Comment by latchkey
2 months ago
Trying to find fault over UDNA is hilarious, they literally can't win with you.
My business model is to support viable alternatives. If someone else comes along and develops something that looks viable and there is customer demand for it, I'll deploy it.
You totally lost me at having more hope with Intel. I'm not seeing it. Gaudi 3 release was a nothing burger and is only recently deployed on IBM Cloud. Software is the critical component and if developers can't get access to the hardware, nobody is going to write software for it.
I fixed some autocorrect typos that were in my comment. I do not find fault with UDNA and I have no idea why you think I do. I find fault with the CDNA/RDNA split. UDNA is what AMD should have done in the first place.
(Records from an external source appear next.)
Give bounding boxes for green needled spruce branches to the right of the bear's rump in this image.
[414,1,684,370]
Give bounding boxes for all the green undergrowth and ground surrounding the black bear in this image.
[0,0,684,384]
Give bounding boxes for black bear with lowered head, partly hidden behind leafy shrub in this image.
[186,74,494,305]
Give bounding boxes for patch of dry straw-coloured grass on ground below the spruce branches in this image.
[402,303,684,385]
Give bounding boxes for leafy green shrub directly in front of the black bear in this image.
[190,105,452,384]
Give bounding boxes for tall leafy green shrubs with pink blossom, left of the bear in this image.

As for Gaudi 3, I think it needs to be scrapped and used as an organ donor for ARC. In particular, the interconnect should reused in ARC. That would be Intel’s best chance of becoming competitive with Nvidia.
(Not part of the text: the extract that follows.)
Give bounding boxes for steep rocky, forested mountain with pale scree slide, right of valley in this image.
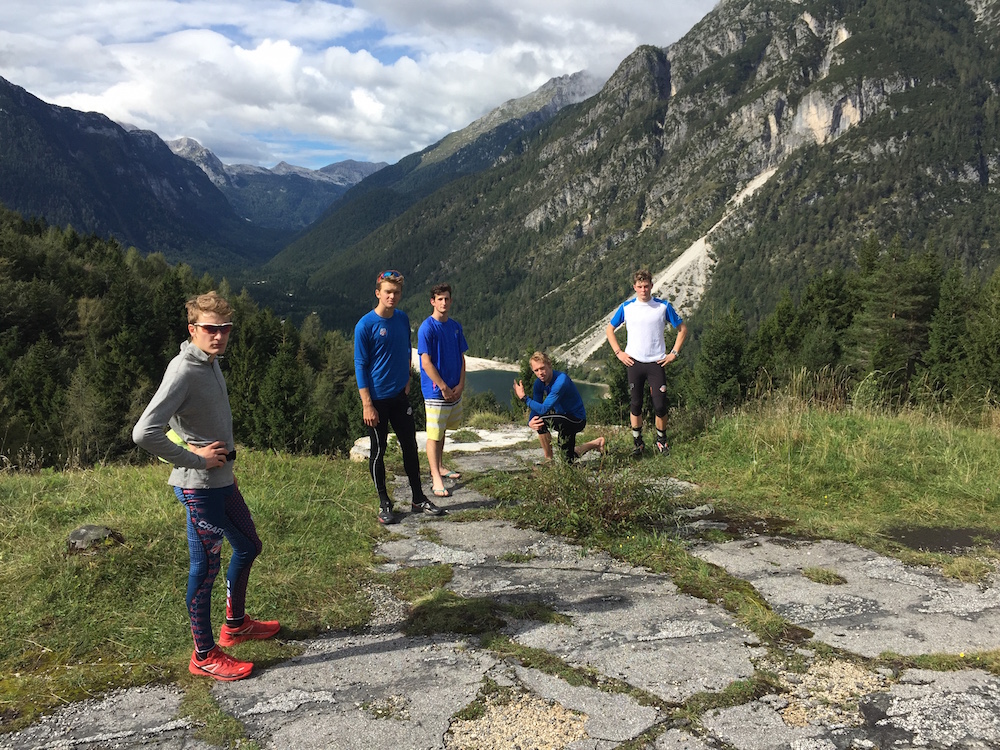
[266,0,1000,357]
As for AMD becoming competitive with Nvidia, their incompetence at software engineering makes me skeptical. They do not have enough people. They have the people that they do have divided into to many redundant things. They do not have their people doing good software engineering practices such as static analysis. They also work the people that they do have with long hours (or so I have read), which of course is going to result in more bugs. They need a complete culture change to have any chance of catching up to Nvidia on the software side of things.
As for Intel, they have a good software engineering culture. They just need to fix the hardware side of things and I consider that to be much less of a stretch than AMD becoming good at software engineering Their recent battlematrix announcement is a step in the right direction. They just need to keep improving their GPUs and add an interconnect to fulfill the role of nvlink.